Natural do Ruanda, formou-se na Jonas Foundation, em Londres, e estudou música e ciências sociais em Canterbury, antes de se estabelecer em França.
Ao longo da sua carreira, colaborou com artistas como François Verret, Radouan Mriziga, Alain Mahé, Jean-François Pauvros, Robyn Orlin, Ko Murobushi, Nan Goldin, Stéphanie Coudert, Rachid Ouramdane, Maud Le Pladec, Alain Buffard, Maya Mihindou e Ben LaMar Gay.
Em 2013, fundou a companhia Kadidi, em Marselha. O repertório da companhia inclui Samedi Détente (2014), Unwanted (2017), Mailles (2020), a capella (2022), Toi, moi, Tituba… (2023), umuko (2024) e Version(s) (2025).

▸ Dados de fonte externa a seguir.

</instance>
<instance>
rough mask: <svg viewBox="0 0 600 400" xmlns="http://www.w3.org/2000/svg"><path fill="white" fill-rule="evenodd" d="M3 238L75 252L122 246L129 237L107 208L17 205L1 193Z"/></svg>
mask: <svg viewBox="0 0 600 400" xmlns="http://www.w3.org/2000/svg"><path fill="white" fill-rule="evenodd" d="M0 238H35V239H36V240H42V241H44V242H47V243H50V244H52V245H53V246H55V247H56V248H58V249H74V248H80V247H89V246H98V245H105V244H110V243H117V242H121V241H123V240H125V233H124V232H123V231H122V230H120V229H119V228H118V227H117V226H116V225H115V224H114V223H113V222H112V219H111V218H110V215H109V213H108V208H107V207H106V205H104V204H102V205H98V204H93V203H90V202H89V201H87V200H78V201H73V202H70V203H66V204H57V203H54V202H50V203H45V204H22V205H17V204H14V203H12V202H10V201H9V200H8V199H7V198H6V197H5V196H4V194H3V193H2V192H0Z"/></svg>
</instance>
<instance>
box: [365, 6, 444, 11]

Munyaneza foi artista associada do Théâtre de la Ville em Paris entre 2018 e 2021. Atualmente é artista associada do Théâtre National de Chaillot, e da Maison de la Danse e da Bienal de Dança de Lyon, tendo também sido artista residente na Fondation Camargo entre 2022 e 2024.
Em 2024, recebeu o Prémio Europeu de Dança Salavisa, atribuído pela Fundação Calouste Gulbenkian.